The two times I read the Iliad (in college, I still return to it fairly often now) were different courses with different goals, and the way in which we read it the first time has shaped me more than the way in which I read it the second time. The aims of my first year course were general, more aimed at establishing a foundation, than with diving into a specialty. You could offer a course with those kinds of goals at Brown, but the existence of the core is a commitment to making sure that they're in the catalog along with a history of offering them so that an incoming student knows that they're there. You can still take the sequence I took today with mostly the same texts. It has a track record.

There's also the element, for both the humanities sequence I mentioned and for the social science sequences (hum and soc in U of C parlance), that the target audience is first and second year students. There's an element, not of high school 2.0, but rather college 101. A chance to introduce what it means to read closely and think deeply and take those thoughts to a group for discussion. I'm sure a lot of you think you or your kids don't need that, but having watched excellent students from outstanding high schools go through the process (not me, I was from a bog standard public high school in a rural area, but I had classmates from top high schools), I disagree. That experience was invaluable.
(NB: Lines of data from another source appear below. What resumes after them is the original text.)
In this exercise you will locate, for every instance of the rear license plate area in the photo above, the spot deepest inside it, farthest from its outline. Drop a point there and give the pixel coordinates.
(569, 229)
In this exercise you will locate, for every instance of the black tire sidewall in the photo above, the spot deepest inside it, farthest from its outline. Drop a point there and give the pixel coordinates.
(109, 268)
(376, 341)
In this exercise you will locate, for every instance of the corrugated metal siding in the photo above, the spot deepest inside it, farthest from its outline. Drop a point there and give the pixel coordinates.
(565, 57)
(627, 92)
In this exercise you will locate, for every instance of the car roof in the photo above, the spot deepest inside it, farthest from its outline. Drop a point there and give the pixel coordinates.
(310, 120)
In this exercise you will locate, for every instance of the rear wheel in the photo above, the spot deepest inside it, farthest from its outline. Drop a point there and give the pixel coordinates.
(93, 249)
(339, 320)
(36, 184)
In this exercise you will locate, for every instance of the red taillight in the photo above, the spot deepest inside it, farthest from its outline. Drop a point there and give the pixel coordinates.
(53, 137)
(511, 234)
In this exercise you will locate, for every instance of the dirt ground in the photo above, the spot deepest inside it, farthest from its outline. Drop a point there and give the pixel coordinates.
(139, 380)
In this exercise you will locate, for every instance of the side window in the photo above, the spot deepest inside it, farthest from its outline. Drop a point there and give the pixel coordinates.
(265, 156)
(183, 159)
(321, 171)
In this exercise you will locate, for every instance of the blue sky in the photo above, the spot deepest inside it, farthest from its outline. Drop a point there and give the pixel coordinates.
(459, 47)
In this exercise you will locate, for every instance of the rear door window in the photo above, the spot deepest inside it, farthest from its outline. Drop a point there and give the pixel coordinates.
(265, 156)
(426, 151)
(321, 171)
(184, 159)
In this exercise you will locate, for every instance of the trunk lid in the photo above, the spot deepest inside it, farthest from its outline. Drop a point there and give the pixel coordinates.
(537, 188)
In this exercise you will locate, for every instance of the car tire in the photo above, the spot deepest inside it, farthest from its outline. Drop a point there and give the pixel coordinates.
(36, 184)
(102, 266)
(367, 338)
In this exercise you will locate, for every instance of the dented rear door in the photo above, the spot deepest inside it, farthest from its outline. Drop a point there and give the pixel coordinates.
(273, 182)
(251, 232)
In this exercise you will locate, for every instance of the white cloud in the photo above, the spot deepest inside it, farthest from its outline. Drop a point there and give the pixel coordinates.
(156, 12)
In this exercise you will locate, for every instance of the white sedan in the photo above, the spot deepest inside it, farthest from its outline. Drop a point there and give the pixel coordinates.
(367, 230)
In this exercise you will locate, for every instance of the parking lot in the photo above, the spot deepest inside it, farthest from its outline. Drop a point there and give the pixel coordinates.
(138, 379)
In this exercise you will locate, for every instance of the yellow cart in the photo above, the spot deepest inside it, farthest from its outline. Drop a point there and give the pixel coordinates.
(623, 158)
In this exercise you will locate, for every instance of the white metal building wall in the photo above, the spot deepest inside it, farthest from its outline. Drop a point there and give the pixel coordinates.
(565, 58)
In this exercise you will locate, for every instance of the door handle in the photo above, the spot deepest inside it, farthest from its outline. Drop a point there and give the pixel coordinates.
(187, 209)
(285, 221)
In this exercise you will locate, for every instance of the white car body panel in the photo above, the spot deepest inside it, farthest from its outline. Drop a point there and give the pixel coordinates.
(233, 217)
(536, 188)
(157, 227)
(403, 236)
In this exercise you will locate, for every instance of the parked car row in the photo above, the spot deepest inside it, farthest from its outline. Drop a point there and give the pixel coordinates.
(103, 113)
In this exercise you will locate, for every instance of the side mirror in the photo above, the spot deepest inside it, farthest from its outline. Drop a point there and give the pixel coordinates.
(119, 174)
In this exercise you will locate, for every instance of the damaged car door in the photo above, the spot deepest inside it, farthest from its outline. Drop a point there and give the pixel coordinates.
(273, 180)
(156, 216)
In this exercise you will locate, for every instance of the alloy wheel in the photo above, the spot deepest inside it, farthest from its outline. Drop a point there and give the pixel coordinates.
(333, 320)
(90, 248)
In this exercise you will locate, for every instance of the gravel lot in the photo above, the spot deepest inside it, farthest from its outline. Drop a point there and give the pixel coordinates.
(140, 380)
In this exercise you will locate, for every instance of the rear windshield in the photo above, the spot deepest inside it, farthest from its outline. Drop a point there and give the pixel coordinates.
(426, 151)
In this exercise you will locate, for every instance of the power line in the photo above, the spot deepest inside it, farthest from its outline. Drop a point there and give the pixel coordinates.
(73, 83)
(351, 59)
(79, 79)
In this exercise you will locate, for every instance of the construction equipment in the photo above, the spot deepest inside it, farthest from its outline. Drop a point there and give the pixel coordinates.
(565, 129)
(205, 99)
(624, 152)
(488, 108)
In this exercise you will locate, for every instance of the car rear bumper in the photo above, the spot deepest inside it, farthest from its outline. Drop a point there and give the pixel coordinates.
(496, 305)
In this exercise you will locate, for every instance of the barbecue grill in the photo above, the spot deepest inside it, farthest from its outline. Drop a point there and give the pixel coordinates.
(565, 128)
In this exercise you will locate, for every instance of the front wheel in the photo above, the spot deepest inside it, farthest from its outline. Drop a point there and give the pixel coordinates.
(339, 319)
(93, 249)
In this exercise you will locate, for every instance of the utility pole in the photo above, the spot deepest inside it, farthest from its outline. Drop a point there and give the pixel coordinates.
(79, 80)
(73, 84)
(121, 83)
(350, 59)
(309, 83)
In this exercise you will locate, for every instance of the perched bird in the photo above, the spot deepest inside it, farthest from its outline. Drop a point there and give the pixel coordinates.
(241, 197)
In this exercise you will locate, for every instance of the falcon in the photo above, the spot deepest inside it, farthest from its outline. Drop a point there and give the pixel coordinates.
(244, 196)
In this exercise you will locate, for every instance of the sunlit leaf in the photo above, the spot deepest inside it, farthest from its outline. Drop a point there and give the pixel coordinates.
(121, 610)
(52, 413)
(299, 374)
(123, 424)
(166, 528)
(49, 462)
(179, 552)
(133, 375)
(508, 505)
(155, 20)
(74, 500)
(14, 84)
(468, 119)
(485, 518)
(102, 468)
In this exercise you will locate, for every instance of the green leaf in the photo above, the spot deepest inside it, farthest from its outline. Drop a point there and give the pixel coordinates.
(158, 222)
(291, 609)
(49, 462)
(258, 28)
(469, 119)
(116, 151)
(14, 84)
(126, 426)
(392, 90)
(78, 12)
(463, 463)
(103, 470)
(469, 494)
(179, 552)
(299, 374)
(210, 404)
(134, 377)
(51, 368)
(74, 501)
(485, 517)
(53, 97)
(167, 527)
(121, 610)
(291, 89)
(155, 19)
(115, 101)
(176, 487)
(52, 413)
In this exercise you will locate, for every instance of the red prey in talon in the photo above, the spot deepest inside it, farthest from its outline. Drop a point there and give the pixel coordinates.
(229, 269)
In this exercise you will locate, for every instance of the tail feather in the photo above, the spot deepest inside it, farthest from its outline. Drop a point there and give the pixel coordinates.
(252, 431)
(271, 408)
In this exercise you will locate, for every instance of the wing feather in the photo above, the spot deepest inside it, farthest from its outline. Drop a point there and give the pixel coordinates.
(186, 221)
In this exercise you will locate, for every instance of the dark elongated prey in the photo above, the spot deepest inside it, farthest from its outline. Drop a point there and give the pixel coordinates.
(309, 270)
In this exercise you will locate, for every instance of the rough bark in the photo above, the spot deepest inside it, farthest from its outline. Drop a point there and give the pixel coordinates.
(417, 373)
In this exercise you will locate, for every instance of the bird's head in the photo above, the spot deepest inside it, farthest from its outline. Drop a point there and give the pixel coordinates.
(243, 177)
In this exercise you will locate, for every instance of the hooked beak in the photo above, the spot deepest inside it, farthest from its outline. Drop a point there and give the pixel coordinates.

There's also what the inclusion of a strong core curriculum means for the culture of the school. Here the best example is not Homer, but Marx. It's basically impossible to pick core sequences that don't include reading Marx, and you'd find a red copy of the Marx-Engels Reader on basically every bookshelf of anyone in my graduating class. That common base of reading leads to a particular kind of experience both in and out of the classroom while you're there.


I mean, I read the Iliad and Moby Dick in high school AP English and both Marx and Engels in high school AP Gov. You didn't read these until you reached college? That speaks volumes. Whatever it is you're babbling on and on about isn't exactly making your point.


And yet, they sound like a more interesting, thoughtful and mature person than you do.